Floyd D. Weatherspoon
Permission Pending: Floyd D. Weatherspoon, The Mass Incarceration of African-american Males: a Return to Institutionalized Slavery, Oppression, and Disenfranchisement of Constitutional Rights, 13 Texas Wesleyan Law Review 599 (2007) (151 Footnotes Omitted)
In a class discussion with law students in my African-American Males and the Law Seminar, I asked them if they could think of an institutional system where mass numbers of individuals are involuntarily placed in servitude for extended periods or life. In addition, they lost the right to vote, to freely travel, to obtain an education, to gain meaningful employment, were more harshly punished than whites who committed the same crimes, and housed in deplorable conditions. Without hesitation, the law students responded that I was describing the institution of slavery in America or the period after Reconstruction. In reality, I was describing the present status of African-American males in America who are imprisoned in mass numbers. The present day plight of African-American males parallels the experiences of Africans who were enslaved in America and the experiences of African-Americans after Reconstruction.

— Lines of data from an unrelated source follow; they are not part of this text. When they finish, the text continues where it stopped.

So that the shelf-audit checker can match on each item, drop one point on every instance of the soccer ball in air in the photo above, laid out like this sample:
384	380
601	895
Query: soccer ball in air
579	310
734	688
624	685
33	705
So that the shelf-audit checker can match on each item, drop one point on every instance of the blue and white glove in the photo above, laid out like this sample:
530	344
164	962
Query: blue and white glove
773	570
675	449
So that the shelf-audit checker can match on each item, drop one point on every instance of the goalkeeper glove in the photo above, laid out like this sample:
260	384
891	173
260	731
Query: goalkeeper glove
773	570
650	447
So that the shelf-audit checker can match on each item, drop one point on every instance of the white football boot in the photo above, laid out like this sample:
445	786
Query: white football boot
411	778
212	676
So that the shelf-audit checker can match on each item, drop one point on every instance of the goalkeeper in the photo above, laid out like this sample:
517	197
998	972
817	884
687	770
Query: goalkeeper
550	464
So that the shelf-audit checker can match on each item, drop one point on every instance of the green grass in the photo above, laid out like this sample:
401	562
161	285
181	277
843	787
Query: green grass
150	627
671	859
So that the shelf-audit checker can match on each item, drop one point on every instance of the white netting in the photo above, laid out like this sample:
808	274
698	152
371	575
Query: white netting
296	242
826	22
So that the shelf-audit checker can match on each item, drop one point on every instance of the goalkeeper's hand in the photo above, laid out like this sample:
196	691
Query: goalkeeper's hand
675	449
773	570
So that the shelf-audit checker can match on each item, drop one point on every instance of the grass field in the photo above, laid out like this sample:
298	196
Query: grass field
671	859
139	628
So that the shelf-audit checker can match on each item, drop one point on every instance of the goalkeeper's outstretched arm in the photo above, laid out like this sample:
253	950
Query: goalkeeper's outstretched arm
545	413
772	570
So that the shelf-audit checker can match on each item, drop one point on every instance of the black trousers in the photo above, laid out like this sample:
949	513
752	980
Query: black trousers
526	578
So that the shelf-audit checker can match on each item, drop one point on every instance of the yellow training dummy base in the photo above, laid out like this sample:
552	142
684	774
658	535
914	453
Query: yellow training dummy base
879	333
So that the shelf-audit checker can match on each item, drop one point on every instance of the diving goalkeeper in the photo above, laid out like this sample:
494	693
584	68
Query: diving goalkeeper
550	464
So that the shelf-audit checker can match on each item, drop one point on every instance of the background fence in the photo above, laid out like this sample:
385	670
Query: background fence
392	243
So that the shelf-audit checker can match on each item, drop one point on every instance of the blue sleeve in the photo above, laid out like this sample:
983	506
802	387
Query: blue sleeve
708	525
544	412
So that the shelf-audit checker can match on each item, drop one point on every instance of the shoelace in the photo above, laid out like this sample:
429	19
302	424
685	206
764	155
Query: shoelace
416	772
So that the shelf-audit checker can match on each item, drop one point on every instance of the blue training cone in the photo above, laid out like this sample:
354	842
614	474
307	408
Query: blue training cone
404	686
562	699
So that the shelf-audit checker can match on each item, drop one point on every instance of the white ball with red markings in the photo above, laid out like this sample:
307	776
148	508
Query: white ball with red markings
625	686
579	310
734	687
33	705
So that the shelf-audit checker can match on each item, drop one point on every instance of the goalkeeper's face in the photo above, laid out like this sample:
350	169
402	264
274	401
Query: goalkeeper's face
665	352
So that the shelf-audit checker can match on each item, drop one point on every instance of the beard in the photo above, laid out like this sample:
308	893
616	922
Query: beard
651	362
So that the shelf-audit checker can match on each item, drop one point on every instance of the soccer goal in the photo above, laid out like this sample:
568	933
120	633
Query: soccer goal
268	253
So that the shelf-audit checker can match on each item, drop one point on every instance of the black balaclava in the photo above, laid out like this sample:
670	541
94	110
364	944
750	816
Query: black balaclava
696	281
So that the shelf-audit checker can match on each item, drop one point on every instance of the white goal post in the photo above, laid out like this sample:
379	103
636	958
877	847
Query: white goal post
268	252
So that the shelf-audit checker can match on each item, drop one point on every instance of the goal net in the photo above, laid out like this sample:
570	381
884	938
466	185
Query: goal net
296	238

Similar to the mass number of Africans enslaved in America during the colonial period and prior to the Civil War, mass numbers of African-American males have temporarily or permanently lost the right to vote, to freely travel without harassment from governmental officials, to obtain a quality public education, to obtain meaningful employment, and are often punished more severely than whites who commit the same crimes.
The theme of this conference explores the quest for freedom and justice by reflecting on the seminal anti-slavery case, Somerset v. Stewart. In Somerset, a black male slave sought freedom through the English court system. James Somerset was enslaved in Virginia. He subsequently traveled to England with his master, Charles Stewart. There, Somerset escaped and sought the assistance of the English court system for freedom. Somerset's lawyers made a compelling and convincing argument to Chief Justice Lord Mansfield that English law did not support the slave owner's claim that he could, at will, remove his slave from England and sell him to another owner in another country.
With much trepidation, Mansfield granted Somerset's freedom based on the principle that there was no positive English law supporting the slave owners' claim. Mansfield held that he could not say this case is allowed or approved by the law of England; and therefore the black must be discharged.
How ironic and sad that more than 200 years after the Somerset decision, African-American men in America continue to seek freedom and justice through an American justice system unsympathetic to the plight of African-American males. Similar to James Somerset, African-American males in the United States have faced a long and treacherous journey for justice and equality. From Dred Scott, to Plessy, to Scottsboro Boys, and Brown, the journey continues to evolve. Moreover, at every step of the American justice system, African-American males face racial disparity.
This Article expands on the plight of James Somerset by exploring how the American justice system disenfranchises African-American males of their constitutional rights of liberty and equal justice, thus placing them in a system of de facto slavery. This Article will also reveal how the American justice system has not only had a devastating impact on the social and economic status of African-American males, but also on their constitutional rights of freedom and justice. Specifically, this Article explores how the mass incarceration of African-American males is a system of involuntary servitude for life, similar to the institution of slavery. This Article documents the mass incarceration of African-American males in federal, state, and local prisons and jails throughout the United States. Evidence is presented that illustrates a direct correlation between the incarceration of African-American males and the loss of their rights to vote in state elections throughout this country.